In the United States, the disease is known as Chronic Fatigue Syndrome (CFS): a bland and trivializing nom de plume bestowed on the disease by the Centers for Disease Control in Atlanta. Elsewhere in the world, it's known as myalgic encephalomyelitis (ME). American patients tend to use both names and the acronym ME/CFS.
I've been writing about ME/CFS for three years. But in more than 50 years of journalism, I've never had so much reader response. So many cries from the heart. So much gratitude for doing so little.
The disease is socially ecumenical and afflicts an estimated 1 million people in the United States and 17 million worldwide. I hear from a great cross section of the ME/CFS community who have access to a computer and are well enough to use it.  

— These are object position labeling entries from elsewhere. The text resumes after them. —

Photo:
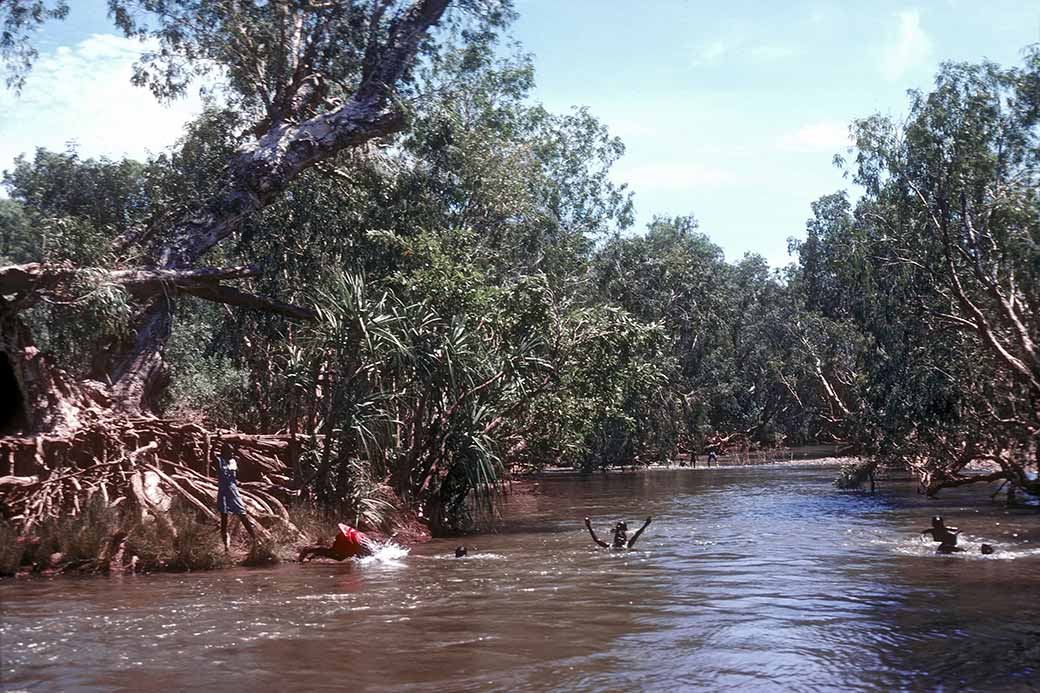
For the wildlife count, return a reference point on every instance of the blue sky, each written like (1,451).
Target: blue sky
(730,111)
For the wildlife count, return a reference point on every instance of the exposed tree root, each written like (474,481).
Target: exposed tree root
(140,464)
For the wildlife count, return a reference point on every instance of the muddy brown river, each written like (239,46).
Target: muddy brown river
(748,579)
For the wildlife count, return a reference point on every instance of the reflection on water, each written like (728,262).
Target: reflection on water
(756,579)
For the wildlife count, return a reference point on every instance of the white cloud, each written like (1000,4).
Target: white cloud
(774,52)
(709,53)
(673,176)
(909,48)
(822,136)
(83,94)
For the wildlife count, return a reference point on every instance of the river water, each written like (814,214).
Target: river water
(754,579)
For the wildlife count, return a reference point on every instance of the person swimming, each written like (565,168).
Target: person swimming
(946,536)
(348,543)
(620,533)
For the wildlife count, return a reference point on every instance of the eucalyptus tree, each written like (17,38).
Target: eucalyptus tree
(312,79)
(937,268)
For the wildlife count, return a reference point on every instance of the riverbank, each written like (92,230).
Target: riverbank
(103,541)
(763,578)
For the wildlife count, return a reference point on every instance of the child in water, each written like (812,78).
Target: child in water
(348,543)
(946,536)
(620,532)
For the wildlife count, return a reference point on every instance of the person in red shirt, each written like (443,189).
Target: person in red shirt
(348,543)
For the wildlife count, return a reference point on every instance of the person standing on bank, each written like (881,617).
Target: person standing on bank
(228,501)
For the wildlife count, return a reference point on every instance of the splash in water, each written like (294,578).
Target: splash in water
(383,552)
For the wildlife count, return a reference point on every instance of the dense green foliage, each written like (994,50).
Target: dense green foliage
(483,304)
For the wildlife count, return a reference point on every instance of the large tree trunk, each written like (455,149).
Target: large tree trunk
(258,174)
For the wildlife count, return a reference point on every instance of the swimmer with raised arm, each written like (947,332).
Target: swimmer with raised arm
(946,536)
(620,533)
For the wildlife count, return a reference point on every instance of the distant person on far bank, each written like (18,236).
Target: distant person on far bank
(228,499)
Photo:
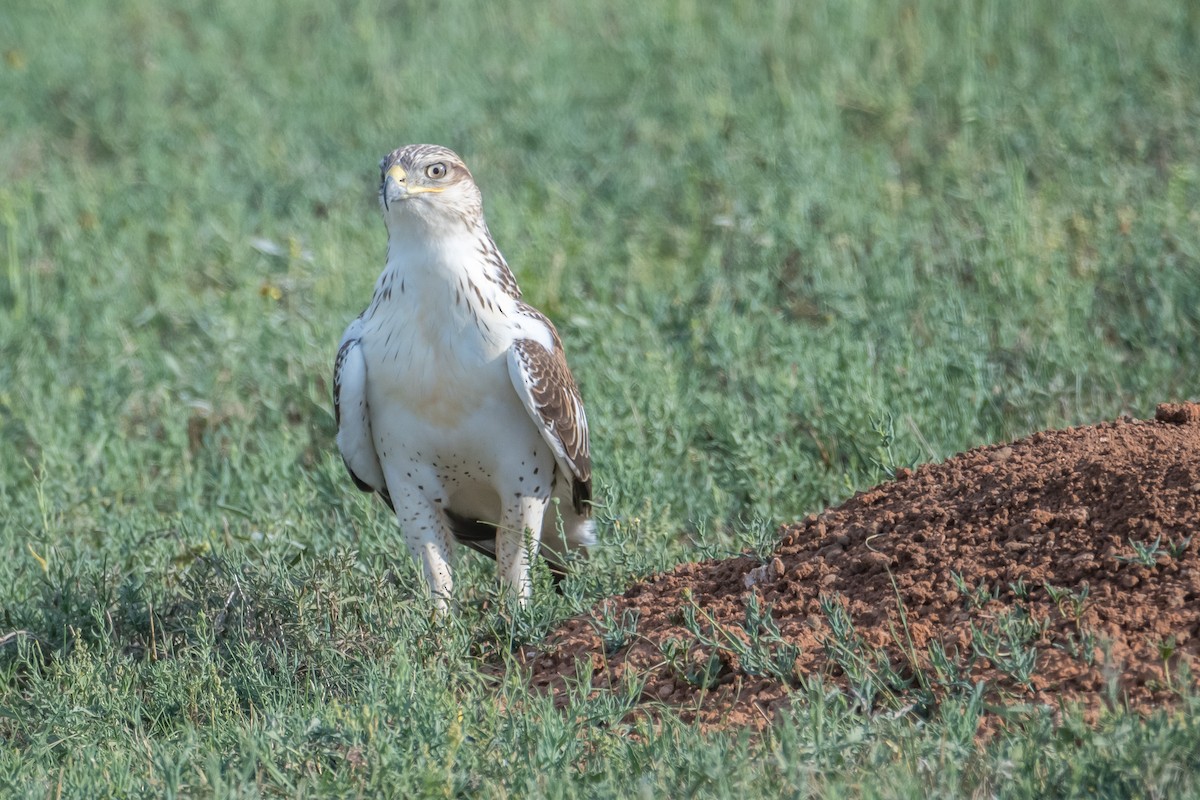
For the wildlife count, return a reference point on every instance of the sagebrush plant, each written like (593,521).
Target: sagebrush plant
(761,229)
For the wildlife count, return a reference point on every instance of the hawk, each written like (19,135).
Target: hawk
(453,397)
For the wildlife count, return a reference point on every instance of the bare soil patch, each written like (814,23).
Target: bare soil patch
(1054,567)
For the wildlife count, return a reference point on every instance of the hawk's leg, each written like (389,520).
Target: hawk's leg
(429,541)
(517,539)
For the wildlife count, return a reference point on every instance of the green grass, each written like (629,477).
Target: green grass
(767,230)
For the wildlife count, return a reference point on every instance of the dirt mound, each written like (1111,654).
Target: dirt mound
(1053,567)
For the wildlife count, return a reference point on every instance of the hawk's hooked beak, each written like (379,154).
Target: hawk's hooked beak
(395,185)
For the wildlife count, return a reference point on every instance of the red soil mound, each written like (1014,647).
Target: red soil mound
(1048,567)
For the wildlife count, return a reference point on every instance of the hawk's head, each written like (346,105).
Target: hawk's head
(427,182)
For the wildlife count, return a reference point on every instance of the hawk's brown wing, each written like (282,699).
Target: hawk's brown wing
(549,391)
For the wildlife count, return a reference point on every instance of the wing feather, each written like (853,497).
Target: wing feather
(354,439)
(550,395)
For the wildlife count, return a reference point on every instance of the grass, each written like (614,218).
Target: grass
(768,233)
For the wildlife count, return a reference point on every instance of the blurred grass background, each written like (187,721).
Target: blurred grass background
(790,246)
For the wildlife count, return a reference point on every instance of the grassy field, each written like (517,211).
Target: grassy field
(769,232)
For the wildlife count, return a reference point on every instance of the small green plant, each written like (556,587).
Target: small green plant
(977,596)
(1144,554)
(1007,642)
(616,632)
(703,671)
(869,672)
(1069,603)
(757,644)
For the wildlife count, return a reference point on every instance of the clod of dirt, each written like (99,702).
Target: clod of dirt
(1051,567)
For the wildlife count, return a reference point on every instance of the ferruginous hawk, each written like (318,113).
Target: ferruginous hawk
(453,396)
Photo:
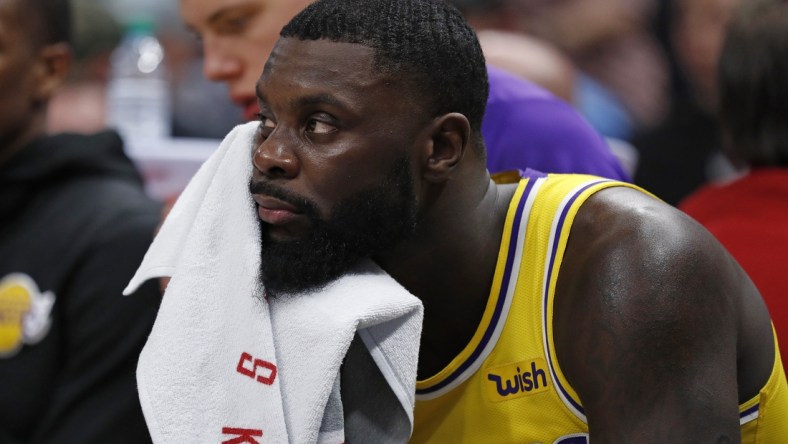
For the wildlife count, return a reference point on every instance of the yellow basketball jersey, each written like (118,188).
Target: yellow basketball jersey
(506,385)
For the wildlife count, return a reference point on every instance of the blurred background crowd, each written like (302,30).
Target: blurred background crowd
(642,72)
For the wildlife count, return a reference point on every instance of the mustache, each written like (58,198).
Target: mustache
(301,203)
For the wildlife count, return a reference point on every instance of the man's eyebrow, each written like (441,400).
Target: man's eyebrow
(320,99)
(219,14)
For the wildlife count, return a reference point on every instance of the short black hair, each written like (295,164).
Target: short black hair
(753,85)
(428,43)
(51,20)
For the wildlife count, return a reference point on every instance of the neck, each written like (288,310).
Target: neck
(449,264)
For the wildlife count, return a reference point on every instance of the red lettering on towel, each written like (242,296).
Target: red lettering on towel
(253,366)
(241,435)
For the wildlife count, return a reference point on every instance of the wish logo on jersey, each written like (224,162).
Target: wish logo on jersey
(516,380)
(24,313)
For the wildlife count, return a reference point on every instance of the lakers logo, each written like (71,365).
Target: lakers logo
(516,380)
(24,313)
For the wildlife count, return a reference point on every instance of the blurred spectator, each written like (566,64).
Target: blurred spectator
(622,71)
(74,225)
(530,59)
(683,152)
(524,126)
(537,61)
(750,214)
(79,104)
(200,108)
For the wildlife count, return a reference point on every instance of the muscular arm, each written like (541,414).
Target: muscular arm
(648,324)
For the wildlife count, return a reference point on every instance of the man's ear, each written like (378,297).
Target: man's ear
(451,136)
(53,65)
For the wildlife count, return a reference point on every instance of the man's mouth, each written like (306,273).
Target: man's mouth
(274,211)
(248,106)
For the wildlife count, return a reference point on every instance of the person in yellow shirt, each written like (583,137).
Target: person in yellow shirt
(558,308)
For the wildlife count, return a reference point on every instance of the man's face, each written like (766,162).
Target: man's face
(333,175)
(18,60)
(237,37)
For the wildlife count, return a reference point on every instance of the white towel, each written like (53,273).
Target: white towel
(221,363)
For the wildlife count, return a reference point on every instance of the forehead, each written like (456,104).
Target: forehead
(339,69)
(199,12)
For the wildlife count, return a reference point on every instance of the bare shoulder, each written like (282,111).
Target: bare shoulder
(651,317)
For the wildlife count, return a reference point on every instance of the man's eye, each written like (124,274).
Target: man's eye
(264,129)
(318,127)
(233,25)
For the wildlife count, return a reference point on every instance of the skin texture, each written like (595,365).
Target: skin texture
(237,37)
(29,74)
(644,294)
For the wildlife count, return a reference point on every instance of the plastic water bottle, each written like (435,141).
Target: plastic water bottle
(138,96)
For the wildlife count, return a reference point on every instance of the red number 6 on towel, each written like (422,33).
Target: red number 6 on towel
(251,369)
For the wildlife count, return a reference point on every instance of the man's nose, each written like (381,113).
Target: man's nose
(274,159)
(218,64)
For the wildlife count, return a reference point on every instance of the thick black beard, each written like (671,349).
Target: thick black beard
(372,221)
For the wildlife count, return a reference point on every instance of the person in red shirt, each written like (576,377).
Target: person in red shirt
(750,214)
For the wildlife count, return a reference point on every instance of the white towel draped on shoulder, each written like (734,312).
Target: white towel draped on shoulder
(224,364)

There are many sufferers who aren't well enough to e-mail; they're severely debilitated and bedridden for months and years.
Deborah Waroff, a colleague of mine from the 1970s, who's been sick for more than two decades, describes a period of total disability she suffered in 2003 and 2004, when she lay on her apartment couch too sick even to watch television, as “lying in your own coffin.”
There is no known route to infection, no diagnoses and no cure. Research has been scattered and funded grudgingly at such low levels that Dr. Fred Volinsky of Boston has calculated annual federal funding for ME/CFS at only $1.25 per patient compared to $400 for multiple sclerosis.
Last year was especially sad because many patients and some researchers had pinned their hopes on a retrovirus called XMRV. Most of the work on this line was done at the Whittemore Peterson Institute in Reno, Nev., a private research facility founded by the Whittemore family. It now appears that promising conclusions were the result of laboratory contamination, and a paper in Science magazine had to be withdrawn. Worse, there's an ugly dispute between the institute and its former chief research scientist Judy Mikovits. Because there's low-level contagion in families and cluster outbreaks of ME/CFS, the idea that there's a virus at work can't be discredited entirely.
There are parallels as well as dissimilarities to the early days of the AIDS. For AIDS, the stigma was sexual; for ME/CFS, the stigma is sloth.
As doctors have no diagnostic procedure for ME/CFS, they dismiss it as imaginary, psychosomatic or sloth. Families believe the disease is sloth: Sons have written to me because their fathers disowned them, believing that they are just layabouts.
Some sufferers are homeless, according to Dr. Leonard Jason of DePaul University, abandoned to life on the streets. He tells of one unfortunate living in a car.
Hospital emergency rooms have no tools, no knowledge. In the frenzy of the just-in-time nature of emergency room medicine, there's no care there for ME/CFS victims. There's precious little in the way of charity funding or home visits, unless the patient has family support they are on their own, alone.
A cure this year is unlikely, but better understanding can start today. Now.
Wanted: A high-energy, high-profile celebrity to do for ME/CFS what Elizabeth Taylor did for AIDS, what Jerry Lewis did for muscular dystrophy, and what Michael J. Fox is doing for Parkinson’s: raising concern, raising money and banishing stigma. Fox has raised $264 million for Parkinson’s. By contrast, the Chronic Fatigue Immune Deficiency Syndrome Association targeted raising just $2 million for research last year.
Maybe in 2012 the voiceless victims of ME/CFS will be heard, even faintly.

1 comment:

  1. Nice information you have shared in this blog on CFS. Before visiting this blog i do not know the other name of CFS is ME or myalgic encephalomyelitis. Thanks for informing me this kind of information.